1. Field of the Invention
The invention relates to techniques for surface deionization of glass by movement of ions under the effect of an electrical field and, in particular, to the dealkalization of soda-lime glass.
2. Discussion of the Background
Dealkalization treatments are conventionally carried out to modify the chemical resistance, improve the fixing of surface deposits or modify certain optical characteristics of the glass.
The most frequently used deionization is of the chemical type. The glass object is subjected to a solution or an atmosphere which reacts with the alkaline ions of the glass. To facilitate the reaction, the operation takes place at a temperature which is greater than room temperature.
More recently techniques have appeared in which the surface deionization is carried out using ion migration under the effect of an electrical field.

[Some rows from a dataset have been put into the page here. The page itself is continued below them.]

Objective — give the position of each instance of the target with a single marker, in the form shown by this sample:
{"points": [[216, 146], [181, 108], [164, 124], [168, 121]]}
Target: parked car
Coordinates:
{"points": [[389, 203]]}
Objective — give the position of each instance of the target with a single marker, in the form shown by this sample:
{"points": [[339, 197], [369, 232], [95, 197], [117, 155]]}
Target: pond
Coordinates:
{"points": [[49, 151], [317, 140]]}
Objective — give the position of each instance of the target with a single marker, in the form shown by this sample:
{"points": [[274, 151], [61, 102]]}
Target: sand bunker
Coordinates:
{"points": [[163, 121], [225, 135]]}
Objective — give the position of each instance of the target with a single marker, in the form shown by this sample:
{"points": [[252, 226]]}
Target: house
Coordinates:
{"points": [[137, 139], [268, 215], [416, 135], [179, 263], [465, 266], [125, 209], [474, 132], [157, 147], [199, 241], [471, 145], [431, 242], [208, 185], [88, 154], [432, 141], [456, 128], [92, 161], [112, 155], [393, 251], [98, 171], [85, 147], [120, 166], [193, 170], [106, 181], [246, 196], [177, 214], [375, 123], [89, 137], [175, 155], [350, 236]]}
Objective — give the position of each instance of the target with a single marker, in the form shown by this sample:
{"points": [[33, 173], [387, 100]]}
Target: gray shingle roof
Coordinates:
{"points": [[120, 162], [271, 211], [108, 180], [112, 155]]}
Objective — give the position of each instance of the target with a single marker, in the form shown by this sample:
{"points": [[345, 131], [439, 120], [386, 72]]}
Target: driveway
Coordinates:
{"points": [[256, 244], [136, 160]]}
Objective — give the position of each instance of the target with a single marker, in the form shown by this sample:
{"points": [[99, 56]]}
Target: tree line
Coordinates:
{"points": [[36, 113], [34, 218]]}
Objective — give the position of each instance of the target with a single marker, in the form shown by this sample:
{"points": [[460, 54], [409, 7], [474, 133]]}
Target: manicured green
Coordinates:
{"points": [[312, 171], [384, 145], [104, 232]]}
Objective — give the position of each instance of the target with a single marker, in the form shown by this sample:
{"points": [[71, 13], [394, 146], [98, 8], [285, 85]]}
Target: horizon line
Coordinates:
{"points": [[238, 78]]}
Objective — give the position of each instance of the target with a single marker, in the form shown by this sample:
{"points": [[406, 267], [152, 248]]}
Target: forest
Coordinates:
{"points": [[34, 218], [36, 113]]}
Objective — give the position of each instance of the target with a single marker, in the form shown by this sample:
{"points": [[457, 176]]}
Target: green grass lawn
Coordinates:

In principle, this phenomenon is as follows. The glass, whose temperature is controlled, is placed between two electrodes. The application of the electrical field mobilizes the more easily movable ions and, in particular, the alkaline ions. Under the effect of a continuous field, the alkaline ions are moved towards the cathode and form a carbonate skin on the surface of the glass and in contact with the atmosphere. Oxygen and/or hydrogen diffuse on the surface which is exposed to the anode.
From the practical view point, it is very difficult to obtain a homogeneous treatment of the surface of the glass. The application of the field using solid electrodes leads to the formation of local spots. In order to obtain a uniform treatment, it has been suggested to subject the glass to "gaseous electrodes", preferably in a rarified atmosphere and with relatively high applied voltages, on the order of several thousand volts.
This method is particularly delicate. Due to the high voltage, there are high risks of arc formation. Also, this technique has only been proposed for actual use on small-sized specimens and under conditions which provide perfect control of the respective positions of the glass and the electrodes as well as of the atmosphere in which it is carried out. Furthermore, in accordance with this technique, the temperatures in which the operation was proposed were relatively low.